CAPÍTULO 22
A exaustão afastou Michaelson da sua vigilância do túnel no exterior do seu minúsculo refúgio. Tinham passado horas desde a partida de Ashley e Ben, deixando-o sozinho. Esforçou-se por ouvir um qualquer sinal dos seus perseguidores. Nada. O silêncio exercia pressão como um peso físico contra os tímpanos.
Suspirou. Pelo menos o latejar do tornozelo diminuíra para um protesto difuso. Mais cedo ou mais tarde, teria de ajustar a tala do tornozelo, mas estava demasiado cansado para o fazer naquele momento. Fechou os olhos para se poder concentrar com menos distrações. Ainda assim, não ouvia senão silêncio e mais silêncio.
Deixou escapar um bocejo, e a cabeça tombou sobre o peito. Abanou a cabeça, sabendo que tinha de permanecer alerta.

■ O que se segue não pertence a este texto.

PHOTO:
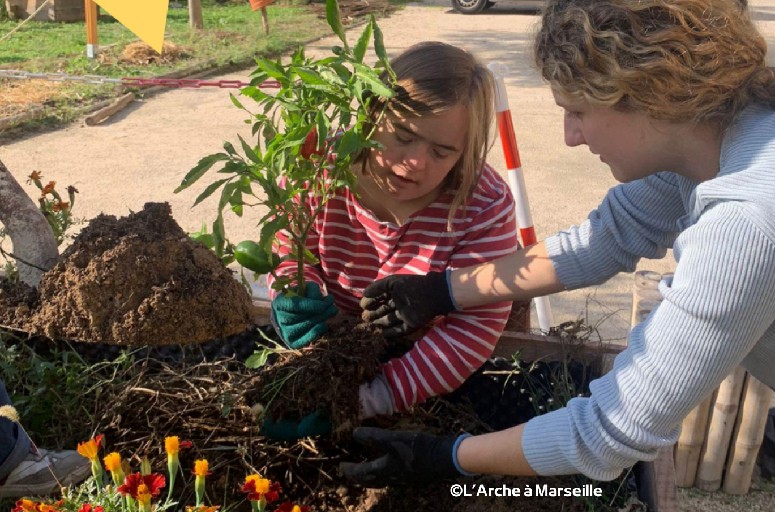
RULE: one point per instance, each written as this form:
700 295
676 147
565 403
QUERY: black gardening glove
401 304
409 457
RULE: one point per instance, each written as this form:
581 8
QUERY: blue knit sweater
718 311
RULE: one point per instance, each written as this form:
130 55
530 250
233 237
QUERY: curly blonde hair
674 60
434 77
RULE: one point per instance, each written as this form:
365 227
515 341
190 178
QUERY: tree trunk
34 244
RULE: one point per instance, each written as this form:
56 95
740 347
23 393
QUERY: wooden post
195 19
645 295
90 9
265 20
659 475
689 446
748 436
722 423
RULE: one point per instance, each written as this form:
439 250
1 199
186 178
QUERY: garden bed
197 392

Olhou para o corredor. Continuava vazio. Passados vários minutos, como sóis que se afundavam, as suas pálpebras começaram a descer de novo. A respiração tornou-se mais profunda. Estava suspenso numa neblina difusa entre o sonho e a realidade.
Foi então que algo lhe tocou na mão.
As suas pálpebras abriram-se de repente e lançou a cabeça para trás, quase partindo o crânio contra a parede. Lançou a mão à arma, desajeitadamente e apontou-a a um homem que envergava um andrajoso uniforme de Marine, as mangas rasgadas pelos ombros. Era impossível. Pestanejou algumas vezes. Ainda devia estar a sonhar, pensou. Mas a figura persistia, sorrindo-lhe.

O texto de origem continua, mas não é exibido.